Predicting the Type of Auditor Opinion: Statistics, Machine Learning, or a Combination of the Two?

Published: 5 November 2019| Version 3 | DOI: 10.17632/mmcczp3g3y.3
Contributor:
Nemanja Stanisic

Description

The data from 13,561 complete sets of annual financial statements for 4,701 companies are combined with the data from the corresponding audit reports, forming an unbalanced panel data set. The client companies included in the sample represent a supermajority of medium- and large-sized companies registered in the Republic of Serbia.
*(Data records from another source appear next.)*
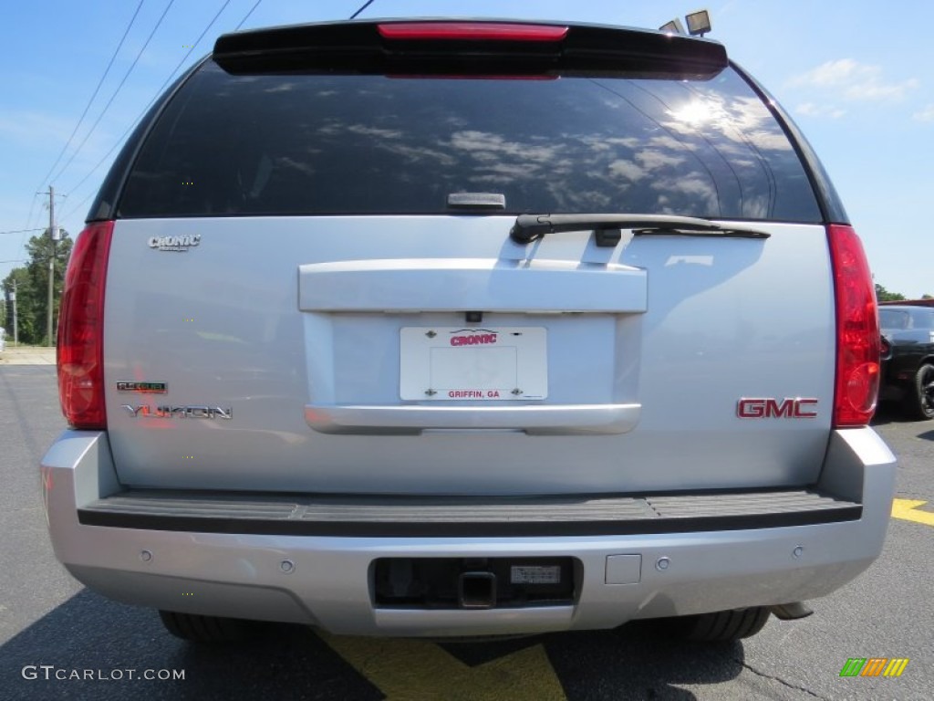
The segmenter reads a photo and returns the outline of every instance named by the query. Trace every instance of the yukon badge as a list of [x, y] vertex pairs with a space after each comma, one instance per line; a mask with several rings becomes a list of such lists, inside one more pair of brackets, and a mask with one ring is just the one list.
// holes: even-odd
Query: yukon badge
[[741, 419], [816, 419], [816, 407], [817, 400], [812, 397], [743, 397], [736, 403], [736, 415]]
[[148, 404], [123, 405], [123, 409], [134, 419], [233, 419], [233, 407], [150, 407]]
[[192, 234], [184, 236], [150, 236], [149, 240], [149, 248], [157, 250], [174, 250], [178, 253], [186, 253], [192, 246], [201, 243], [201, 235]]

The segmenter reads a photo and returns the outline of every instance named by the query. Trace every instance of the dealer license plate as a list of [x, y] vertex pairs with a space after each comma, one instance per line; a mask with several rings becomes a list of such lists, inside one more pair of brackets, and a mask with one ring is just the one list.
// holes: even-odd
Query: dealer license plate
[[405, 326], [400, 395], [428, 401], [515, 401], [548, 395], [541, 326]]

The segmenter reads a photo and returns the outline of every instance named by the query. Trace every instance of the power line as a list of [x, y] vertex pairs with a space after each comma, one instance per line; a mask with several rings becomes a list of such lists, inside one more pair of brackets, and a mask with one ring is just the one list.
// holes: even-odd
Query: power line
[[374, 0], [367, 0], [365, 3], [363, 3], [363, 5], [361, 6], [360, 9], [358, 9], [356, 12], [354, 12], [352, 15], [350, 15], [350, 19], [351, 20], [356, 20], [357, 19], [357, 15], [359, 15], [364, 9], [366, 9], [371, 5], [373, 5], [373, 3], [374, 3]]
[[45, 231], [45, 227], [40, 226], [38, 229], [17, 229], [16, 231], [0, 231], [0, 236], [4, 234], [23, 234], [31, 231]]
[[133, 64], [130, 65], [129, 70], [127, 70], [126, 74], [123, 76], [123, 79], [120, 81], [120, 85], [117, 86], [117, 90], [115, 90], [114, 93], [112, 95], [110, 95], [110, 99], [107, 100], [107, 104], [104, 106], [104, 110], [97, 116], [97, 120], [94, 122], [94, 123], [92, 124], [91, 131], [89, 131], [87, 134], [84, 135], [84, 138], [81, 139], [81, 143], [78, 145], [78, 148], [71, 154], [71, 158], [68, 159], [68, 163], [66, 163], [62, 167], [62, 170], [60, 170], [55, 175], [55, 177], [52, 179], [53, 180], [57, 180], [59, 178], [62, 177], [62, 174], [64, 173], [64, 171], [66, 171], [68, 169], [68, 166], [71, 165], [72, 161], [75, 160], [75, 156], [77, 156], [78, 153], [81, 152], [81, 149], [87, 143], [88, 138], [91, 136], [92, 134], [94, 133], [94, 129], [97, 128], [97, 125], [99, 123], [101, 123], [101, 120], [104, 119], [104, 115], [107, 113], [107, 110], [110, 108], [110, 106], [113, 104], [114, 99], [117, 97], [118, 93], [120, 93], [120, 89], [122, 89], [123, 83], [126, 82], [126, 79], [130, 77], [130, 74], [133, 73], [133, 69], [136, 67], [136, 64], [139, 62], [140, 57], [143, 55], [143, 51], [145, 51], [146, 48], [149, 45], [149, 41], [152, 40], [152, 37], [155, 36], [156, 31], [162, 25], [163, 20], [165, 19], [165, 15], [168, 14], [169, 9], [171, 9], [173, 4], [175, 4], [175, 0], [169, 0], [169, 4], [166, 5], [165, 6], [165, 9], [163, 10], [163, 14], [159, 18], [159, 21], [156, 22], [156, 26], [154, 26], [152, 28], [152, 31], [149, 32], [149, 36], [146, 38], [146, 43], [143, 44], [143, 48], [139, 50], [138, 53], [136, 53], [136, 58], [134, 58], [133, 60]]
[[[253, 5], [253, 7], [249, 8], [249, 11], [248, 11], [248, 12], [247, 12], [247, 14], [246, 14], [246, 15], [244, 15], [244, 18], [243, 18], [243, 19], [242, 19], [242, 20], [240, 21], [240, 23], [236, 25], [236, 29], [239, 29], [239, 28], [240, 28], [241, 26], [243, 26], [243, 23], [244, 23], [245, 21], [247, 21], [247, 20], [248, 20], [248, 19], [249, 18], [249, 16], [250, 16], [251, 14], [253, 14], [253, 11], [254, 11], [254, 10], [255, 10], [255, 9], [256, 9], [257, 7], [260, 7], [260, 3], [262, 3], [262, 0], [257, 0], [257, 1], [256, 1], [256, 3], [255, 3], [255, 4]], [[111, 146], [111, 147], [110, 147], [110, 150], [108, 150], [108, 151], [107, 151], [106, 153], [105, 153], [105, 154], [104, 154], [104, 157], [103, 157], [103, 158], [102, 158], [102, 159], [101, 159], [100, 161], [98, 161], [98, 162], [97, 162], [97, 164], [96, 164], [96, 165], [94, 165], [94, 167], [92, 167], [92, 168], [91, 170], [89, 170], [89, 171], [88, 171], [88, 172], [87, 172], [87, 173], [85, 174], [85, 176], [84, 176], [84, 177], [83, 177], [83, 178], [82, 178], [82, 179], [81, 179], [80, 180], [78, 180], [78, 184], [77, 184], [77, 185], [75, 185], [75, 186], [74, 186], [73, 188], [71, 188], [71, 189], [70, 189], [70, 190], [68, 191], [68, 192], [69, 192], [69, 193], [74, 193], [74, 192], [75, 192], [76, 190], [78, 190], [78, 188], [80, 188], [80, 187], [81, 187], [81, 185], [83, 185], [83, 184], [85, 183], [85, 181], [86, 181], [86, 180], [87, 180], [87, 179], [88, 179], [89, 178], [91, 178], [91, 176], [92, 176], [92, 175], [94, 174], [94, 172], [95, 172], [95, 171], [96, 171], [96, 170], [97, 170], [97, 169], [98, 169], [99, 167], [101, 167], [101, 165], [104, 165], [104, 163], [105, 163], [105, 162], [106, 162], [106, 160], [107, 160], [107, 159], [108, 159], [108, 158], [110, 157], [110, 154], [111, 154], [111, 153], [113, 153], [113, 152], [114, 152], [114, 151], [115, 151], [115, 150], [117, 150], [117, 147], [118, 147], [118, 146], [120, 146], [120, 145], [121, 143], [123, 143], [123, 139], [125, 139], [125, 138], [127, 137], [127, 136], [128, 136], [128, 135], [130, 134], [130, 132], [131, 132], [131, 131], [133, 131], [133, 130], [134, 130], [134, 129], [135, 128], [136, 124], [138, 124], [138, 123], [139, 123], [139, 121], [140, 121], [141, 119], [143, 119], [143, 117], [144, 117], [144, 116], [146, 115], [146, 113], [147, 113], [148, 111], [149, 111], [149, 107], [152, 107], [152, 105], [153, 105], [153, 104], [155, 103], [155, 101], [156, 101], [156, 100], [157, 100], [157, 99], [159, 98], [159, 96], [160, 96], [160, 95], [162, 95], [162, 93], [163, 93], [163, 90], [165, 89], [165, 86], [169, 84], [169, 81], [171, 81], [173, 78], [175, 78], [175, 75], [176, 75], [176, 73], [177, 73], [177, 72], [178, 72], [178, 68], [179, 68], [179, 67], [180, 67], [180, 66], [182, 65], [182, 64], [184, 64], [184, 63], [185, 63], [185, 61], [186, 61], [186, 60], [188, 59], [188, 57], [189, 57], [189, 56], [190, 56], [190, 55], [191, 54], [191, 51], [193, 51], [193, 50], [194, 50], [195, 47], [197, 47], [197, 46], [198, 46], [198, 44], [199, 44], [199, 43], [201, 43], [201, 40], [202, 40], [202, 39], [203, 39], [203, 38], [205, 37], [205, 34], [207, 34], [208, 30], [210, 30], [210, 28], [211, 28], [211, 27], [212, 27], [212, 26], [214, 25], [214, 22], [216, 22], [216, 21], [218, 21], [218, 18], [219, 18], [219, 17], [220, 16], [220, 13], [224, 11], [224, 8], [226, 8], [226, 7], [227, 7], [227, 6], [228, 6], [229, 4], [230, 4], [230, 0], [227, 0], [227, 2], [225, 2], [225, 3], [224, 3], [224, 4], [223, 4], [223, 5], [221, 6], [221, 7], [220, 7], [220, 9], [219, 9], [219, 10], [218, 10], [218, 12], [217, 12], [217, 14], [215, 14], [215, 15], [214, 15], [214, 19], [213, 19], [213, 20], [211, 20], [211, 21], [210, 21], [210, 22], [208, 22], [207, 26], [206, 26], [206, 27], [205, 27], [204, 31], [202, 31], [202, 33], [201, 33], [201, 35], [200, 35], [200, 36], [198, 36], [197, 40], [196, 40], [196, 41], [195, 41], [195, 42], [194, 42], [194, 43], [193, 43], [193, 44], [191, 45], [191, 49], [190, 49], [190, 50], [188, 50], [188, 53], [186, 53], [186, 54], [185, 54], [185, 55], [184, 55], [184, 56], [182, 57], [182, 60], [181, 60], [181, 61], [179, 61], [179, 62], [178, 62], [178, 63], [177, 63], [177, 64], [176, 64], [176, 67], [172, 69], [172, 72], [171, 72], [171, 73], [169, 73], [169, 76], [168, 76], [168, 78], [166, 78], [166, 79], [165, 79], [165, 80], [163, 80], [163, 84], [162, 84], [161, 86], [159, 86], [159, 89], [158, 89], [158, 90], [156, 91], [155, 94], [154, 94], [154, 95], [152, 96], [152, 98], [151, 98], [151, 99], [150, 99], [150, 100], [149, 101], [149, 103], [147, 103], [146, 107], [143, 107], [143, 109], [142, 109], [142, 110], [140, 111], [140, 113], [139, 113], [139, 116], [138, 116], [138, 117], [136, 117], [136, 119], [135, 119], [135, 120], [134, 120], [134, 122], [132, 122], [132, 123], [130, 124], [130, 126], [129, 126], [129, 127], [127, 127], [126, 131], [125, 131], [125, 132], [123, 132], [123, 134], [122, 134], [122, 135], [120, 135], [120, 138], [118, 138], [118, 139], [117, 139], [117, 142], [116, 142], [116, 143], [115, 143], [115, 144], [114, 144], [113, 146]], [[234, 30], [234, 31], [235, 31], [235, 30]], [[90, 199], [92, 198], [92, 196], [93, 196], [93, 194], [95, 194], [95, 193], [91, 193], [91, 194], [89, 194], [89, 195], [88, 195], [87, 197], [85, 197], [85, 198], [84, 198], [83, 200], [81, 200], [81, 201], [80, 201], [80, 202], [78, 202], [78, 203], [77, 205], [75, 205], [75, 207], [72, 207], [71, 209], [69, 209], [69, 210], [68, 210], [68, 213], [67, 213], [67, 214], [64, 214], [64, 215], [63, 215], [63, 219], [67, 219], [68, 217], [72, 216], [72, 215], [73, 215], [73, 214], [74, 214], [74, 213], [75, 213], [76, 211], [78, 211], [78, 209], [79, 209], [79, 208], [80, 208], [80, 207], [82, 207], [82, 206], [83, 206], [83, 205], [84, 205], [84, 204], [85, 204], [85, 203], [86, 203], [86, 202], [87, 202], [88, 200], [90, 200]], [[34, 200], [34, 201], [35, 201], [35, 200]]]
[[[137, 15], [139, 15], [139, 10], [143, 7], [144, 2], [145, 0], [139, 0], [139, 5], [136, 6], [136, 11], [133, 13], [133, 17], [130, 20], [130, 23], [126, 25], [126, 29], [123, 32], [123, 36], [120, 37], [120, 43], [117, 44], [117, 48], [114, 50], [113, 55], [110, 57], [110, 63], [108, 63], [107, 67], [104, 69], [104, 75], [101, 76], [101, 79], [97, 81], [97, 87], [94, 88], [94, 92], [91, 95], [91, 99], [88, 100], [88, 104], [84, 106], [84, 111], [81, 112], [81, 116], [78, 120], [78, 123], [75, 124], [75, 128], [71, 132], [71, 136], [68, 136], [68, 140], [65, 142], [65, 145], [62, 147], [62, 150], [58, 154], [58, 158], [55, 159], [55, 163], [52, 164], [52, 166], [49, 168], [49, 172], [42, 177], [42, 180], [35, 187], [37, 188], [42, 187], [43, 183], [45, 183], [46, 181], [46, 179], [52, 174], [52, 171], [55, 170], [55, 166], [57, 166], [59, 165], [59, 162], [62, 160], [62, 156], [64, 155], [65, 151], [68, 150], [68, 147], [71, 146], [72, 139], [75, 138], [75, 135], [78, 134], [78, 130], [81, 127], [81, 124], [84, 122], [84, 118], [88, 116], [88, 110], [91, 109], [91, 106], [94, 102], [94, 98], [97, 97], [97, 93], [100, 92], [101, 86], [104, 84], [105, 79], [107, 77], [107, 74], [110, 73], [110, 68], [114, 64], [114, 60], [117, 58], [117, 54], [120, 53], [120, 50], [122, 48], [123, 42], [126, 40], [126, 36], [130, 34], [130, 29], [133, 28], [134, 22], [136, 21], [136, 17]], [[30, 214], [30, 216], [32, 216], [32, 214]]]
[[252, 7], [250, 7], [250, 8], [249, 8], [249, 12], [248, 12], [248, 13], [247, 13], [247, 16], [246, 16], [246, 17], [244, 17], [244, 18], [243, 18], [243, 19], [242, 19], [242, 20], [240, 21], [240, 23], [239, 23], [239, 24], [237, 24], [237, 25], [236, 25], [235, 27], [234, 27], [234, 32], [235, 32], [235, 31], [237, 31], [237, 30], [238, 30], [238, 29], [240, 28], [240, 27], [242, 27], [242, 26], [243, 26], [243, 23], [244, 23], [245, 21], [247, 21], [247, 20], [248, 20], [248, 19], [249, 18], [249, 16], [250, 16], [251, 14], [253, 14], [253, 10], [254, 10], [254, 9], [256, 9], [257, 7], [260, 7], [260, 3], [262, 3], [262, 0], [256, 0], [256, 5], [254, 5], [254, 6]]

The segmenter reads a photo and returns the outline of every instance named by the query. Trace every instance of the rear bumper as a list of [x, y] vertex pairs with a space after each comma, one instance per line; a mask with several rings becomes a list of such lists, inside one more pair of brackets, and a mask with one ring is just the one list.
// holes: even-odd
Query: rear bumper
[[[774, 516], [783, 507], [776, 507], [771, 520], [758, 522], [739, 509], [732, 522], [723, 513], [706, 522], [672, 517], [684, 530], [673, 527], [672, 519], [661, 526], [656, 517], [643, 520], [646, 527], [634, 526], [633, 519], [621, 519], [618, 528], [606, 520], [599, 528], [567, 522], [575, 525], [565, 533], [574, 535], [561, 535], [553, 519], [545, 519], [551, 525], [537, 533], [490, 529], [488, 522], [486, 529], [472, 531], [465, 519], [448, 519], [448, 524], [460, 525], [433, 531], [441, 535], [392, 527], [382, 531], [391, 535], [375, 535], [380, 529], [368, 526], [335, 536], [268, 526], [270, 519], [262, 528], [245, 525], [239, 532], [230, 524], [168, 530], [165, 519], [171, 516], [157, 513], [152, 520], [152, 513], [142, 514], [152, 505], [137, 505], [134, 514], [125, 503], [118, 517], [131, 517], [129, 522], [114, 520], [113, 513], [100, 518], [95, 505], [121, 489], [102, 433], [63, 434], [43, 459], [42, 477], [57, 557], [78, 579], [111, 598], [168, 610], [311, 623], [334, 633], [463, 636], [610, 628], [637, 618], [828, 594], [881, 551], [895, 465], [871, 429], [839, 431], [814, 485], [815, 492], [839, 500], [829, 510], [799, 504], [798, 515], [783, 521]], [[812, 516], [801, 516], [809, 510]], [[192, 522], [199, 513], [195, 509]], [[143, 521], [136, 518], [141, 514]], [[120, 522], [132, 527], [115, 525]], [[377, 607], [374, 562], [419, 557], [573, 557], [580, 563], [574, 600], [488, 609]]]

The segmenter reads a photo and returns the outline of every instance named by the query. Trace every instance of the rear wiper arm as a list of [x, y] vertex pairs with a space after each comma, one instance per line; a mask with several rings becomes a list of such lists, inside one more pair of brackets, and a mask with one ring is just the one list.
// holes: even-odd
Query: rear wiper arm
[[598, 246], [616, 246], [620, 229], [636, 236], [683, 236], [729, 238], [768, 238], [771, 234], [743, 227], [721, 226], [706, 219], [667, 214], [520, 214], [509, 232], [519, 244], [531, 243], [545, 234], [595, 231]]

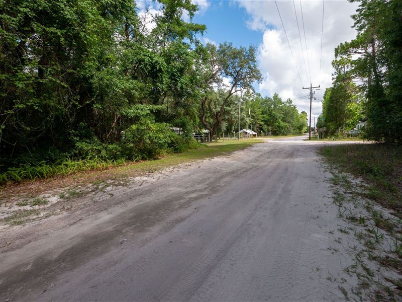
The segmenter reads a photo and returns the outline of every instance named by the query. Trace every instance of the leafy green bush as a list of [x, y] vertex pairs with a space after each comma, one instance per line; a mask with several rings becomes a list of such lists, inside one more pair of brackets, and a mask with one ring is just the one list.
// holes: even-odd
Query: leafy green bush
[[124, 131], [122, 149], [126, 158], [154, 159], [163, 151], [168, 151], [178, 134], [165, 123], [155, 123], [142, 119]]

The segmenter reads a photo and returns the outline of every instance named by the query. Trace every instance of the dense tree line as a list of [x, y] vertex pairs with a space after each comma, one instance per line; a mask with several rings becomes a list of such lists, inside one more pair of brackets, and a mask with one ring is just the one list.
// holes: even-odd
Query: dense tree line
[[402, 2], [359, 2], [352, 16], [357, 36], [335, 49], [334, 85], [326, 92], [320, 122], [334, 133], [363, 118], [367, 138], [400, 144]]
[[236, 128], [241, 90], [242, 127], [303, 131], [291, 101], [253, 93], [254, 47], [204, 45], [196, 5], [158, 3], [0, 0], [0, 169], [180, 152], [194, 132]]

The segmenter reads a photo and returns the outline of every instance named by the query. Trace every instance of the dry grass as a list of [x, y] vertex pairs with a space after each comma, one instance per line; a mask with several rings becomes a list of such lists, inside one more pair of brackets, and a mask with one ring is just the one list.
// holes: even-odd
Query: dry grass
[[257, 138], [214, 142], [182, 153], [166, 155], [158, 160], [128, 162], [123, 166], [107, 170], [79, 172], [66, 177], [8, 184], [0, 186], [0, 200], [7, 202], [12, 197], [23, 195], [33, 197], [57, 189], [85, 186], [110, 180], [124, 183], [129, 177], [146, 175], [184, 163], [224, 155], [263, 141], [262, 139]]
[[324, 147], [321, 153], [331, 164], [367, 182], [370, 186], [365, 197], [402, 217], [402, 147], [338, 145]]

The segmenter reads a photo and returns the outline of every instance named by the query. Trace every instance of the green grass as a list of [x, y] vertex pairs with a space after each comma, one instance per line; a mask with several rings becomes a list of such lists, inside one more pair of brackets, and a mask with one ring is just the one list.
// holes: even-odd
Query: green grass
[[314, 137], [312, 134], [311, 139], [309, 139], [308, 138], [307, 138], [307, 139], [305, 139], [305, 140], [327, 140], [327, 141], [363, 141], [363, 139], [361, 137], [358, 137], [355, 136], [355, 137], [348, 137], [347, 138], [334, 138], [333, 139], [331, 137], [329, 137], [329, 138], [326, 137], [324, 139], [324, 140], [323, 140], [323, 139], [319, 139], [318, 136], [316, 136], [315, 137]]
[[[14, 174], [9, 173], [8, 171], [0, 174], [0, 184], [8, 182], [21, 182], [24, 180], [34, 180], [38, 178], [67, 176], [73, 174], [77, 174], [80, 177], [83, 176], [85, 178], [89, 178], [90, 177], [88, 175], [79, 173], [96, 170], [99, 171], [100, 173], [102, 170], [110, 169], [111, 173], [109, 175], [100, 175], [100, 179], [93, 180], [93, 184], [98, 186], [106, 179], [114, 177], [114, 175], [110, 175], [110, 174], [116, 175], [117, 178], [121, 178], [124, 175], [136, 176], [185, 162], [193, 162], [228, 154], [263, 141], [263, 140], [259, 138], [220, 141], [219, 142], [203, 144], [200, 146], [182, 153], [166, 154], [159, 159], [137, 162], [125, 161], [103, 161], [98, 159], [88, 158], [78, 161], [69, 160], [54, 166], [42, 163], [41, 165], [35, 167], [24, 166], [12, 169]], [[46, 171], [46, 173], [43, 173], [44, 171]], [[82, 180], [80, 179], [79, 181], [81, 183]], [[82, 194], [81, 192], [73, 190], [61, 193], [59, 197], [77, 197]]]
[[321, 154], [330, 163], [369, 184], [361, 195], [395, 210], [402, 217], [402, 147], [339, 145], [324, 147]]
[[105, 170], [125, 164], [124, 160], [103, 160], [88, 157], [84, 160], [74, 161], [69, 159], [49, 165], [42, 162], [37, 165], [22, 165], [9, 168], [0, 174], [0, 185], [8, 182], [21, 182], [35, 180], [38, 178], [49, 178], [55, 176], [66, 176], [77, 172], [94, 170]]
[[4, 221], [12, 225], [16, 225], [23, 223], [28, 217], [39, 214], [40, 212], [38, 210], [19, 210], [5, 218]]
[[203, 144], [195, 149], [187, 150], [182, 153], [169, 154], [159, 160], [141, 162], [135, 165], [122, 167], [119, 169], [124, 170], [134, 169], [138, 172], [151, 172], [183, 163], [225, 155], [234, 151], [244, 149], [255, 143], [263, 142], [263, 140], [259, 138], [250, 138], [211, 142]]
[[286, 137], [293, 137], [294, 136], [301, 136], [304, 135], [304, 133], [293, 133], [287, 134], [287, 135], [271, 135], [270, 136], [263, 136], [262, 138], [286, 138]]

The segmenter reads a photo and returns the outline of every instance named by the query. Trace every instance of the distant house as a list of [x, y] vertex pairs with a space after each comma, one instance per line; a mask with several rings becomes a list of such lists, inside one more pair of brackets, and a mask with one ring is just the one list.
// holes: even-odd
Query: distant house
[[240, 135], [243, 137], [256, 137], [257, 132], [249, 129], [242, 129], [240, 130]]
[[354, 130], [361, 130], [366, 126], [366, 125], [367, 125], [367, 121], [364, 122], [359, 121], [359, 122], [357, 123], [357, 124], [356, 124], [356, 128], [355, 128]]
[[170, 130], [176, 132], [176, 134], [181, 135], [183, 134], [183, 130], [181, 128], [178, 127], [170, 127]]

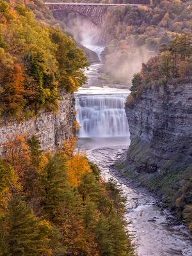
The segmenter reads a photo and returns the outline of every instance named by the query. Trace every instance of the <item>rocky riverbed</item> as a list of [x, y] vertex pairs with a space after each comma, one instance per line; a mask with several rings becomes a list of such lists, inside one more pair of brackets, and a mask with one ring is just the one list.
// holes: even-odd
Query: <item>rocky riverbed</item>
[[158, 198], [120, 177], [115, 168], [115, 162], [125, 157], [127, 143], [124, 138], [79, 140], [79, 147], [98, 164], [102, 178], [113, 177], [121, 184], [127, 199], [125, 218], [131, 221], [128, 228], [138, 256], [192, 256], [192, 237], [187, 228], [163, 208]]

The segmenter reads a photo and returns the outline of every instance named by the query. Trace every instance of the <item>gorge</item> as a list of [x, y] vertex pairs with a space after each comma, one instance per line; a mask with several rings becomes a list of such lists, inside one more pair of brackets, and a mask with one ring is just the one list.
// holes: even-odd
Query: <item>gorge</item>
[[[192, 237], [183, 224], [178, 222], [168, 209], [163, 207], [159, 198], [138, 186], [138, 184], [132, 183], [131, 179], [126, 180], [123, 178], [122, 175], [125, 175], [126, 171], [119, 173], [115, 167], [116, 161], [118, 163], [127, 163], [126, 152], [130, 144], [129, 131], [127, 125], [125, 132], [122, 130], [124, 119], [121, 121], [121, 129], [115, 129], [114, 133], [112, 131], [113, 125], [116, 124], [115, 120], [117, 113], [119, 117], [119, 114], [122, 113], [124, 118], [125, 112], [123, 102], [125, 102], [125, 96], [130, 92], [127, 90], [126, 94], [123, 95], [125, 96], [122, 97], [125, 89], [115, 88], [115, 85], [111, 88], [101, 84], [100, 80], [97, 80], [95, 77], [98, 76], [97, 69], [100, 64], [97, 66], [96, 69], [95, 65], [93, 66], [92, 70], [92, 66], [90, 68], [92, 72], [88, 74], [88, 84], [79, 89], [79, 92], [76, 93], [77, 118], [81, 125], [78, 148], [86, 150], [89, 159], [101, 170], [104, 180], [113, 177], [123, 189], [127, 199], [126, 219], [132, 221], [128, 228], [135, 237], [134, 241], [136, 243], [138, 255], [192, 255]], [[95, 70], [95, 74], [93, 70]], [[95, 86], [92, 86], [93, 83]], [[92, 86], [89, 87], [89, 84]], [[157, 103], [157, 99], [154, 99], [154, 102]], [[132, 116], [131, 111], [130, 117], [127, 109], [126, 113], [129, 120]], [[113, 122], [109, 124], [110, 129], [108, 131], [109, 120]], [[132, 134], [137, 132], [138, 126], [131, 124]], [[102, 132], [98, 128], [99, 124], [104, 125], [104, 127], [102, 127]], [[145, 152], [142, 148], [140, 150], [141, 154]], [[117, 166], [118, 169], [122, 169], [121, 164]], [[130, 164], [127, 164], [129, 166]], [[155, 246], [151, 246], [152, 237], [155, 239]]]
[[192, 256], [192, 4], [114, 2], [0, 0], [0, 256]]

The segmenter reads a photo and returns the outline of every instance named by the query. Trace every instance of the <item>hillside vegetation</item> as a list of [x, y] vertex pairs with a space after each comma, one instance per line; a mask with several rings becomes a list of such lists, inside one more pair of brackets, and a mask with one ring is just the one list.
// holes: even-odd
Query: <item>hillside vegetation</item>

The information on the auditor firm name and the type of audit opinion is hand-collected from the audit reports issued by 64 audit firms (Big 4 plus 60 other audit firms), which, again, represents a supermajority of all the auditor firms registered in this country. To the best of our knowledge, this is the largest data set used in the literature devoted to predicting the type of audit opinion. In the total sample of audit opinions (13,561), the following frequencies of the four main types of audit opinions are observed: adverse opinion (71), disclaimer of opinion (644), qualified opinion (3,706), and unqualified opinion (9,140). Feel free to use it for research purposes or to reproduce the results presented in the article. For a detailed description of the variables and their descriptive statistics, please read the article: Stanišić, N., Radojević, T., Stanić, N. (2019). Predicting the Type of Auditor Opinion: Statistics, Machine Learning, or a Combination of the Two?. The European Journal of Applied Economics, 16(2), 1-58. doi:10.5937/EJAE16-21832 that is available at: http://journal.singidunum.ac.rs/paper/predicting-the-type-of-auditor-opinion-statistics-machine-learning-or-a-combination-of-the-two.html When referring to the data set in publications please cite the data as follows: Stanisic, Nemanja (2019), “Predicting the Type of Auditor Opinion: Statistics, Machine Learning, or a Combination of the Two?”, Mendeley Data, V1, doi: 10.17632/mmcczp3g3y.1 Also, consider citing the related research paper. These data are used in a research study and may not be redistributed or used for commercial purposes. If you have any questions please feel free to contact me at nstanisic@singidunum.ac.rs

Files

Steps to reproduce

Open the R code file and run the code. Bear in mind that some chunks of code take a long time to execute.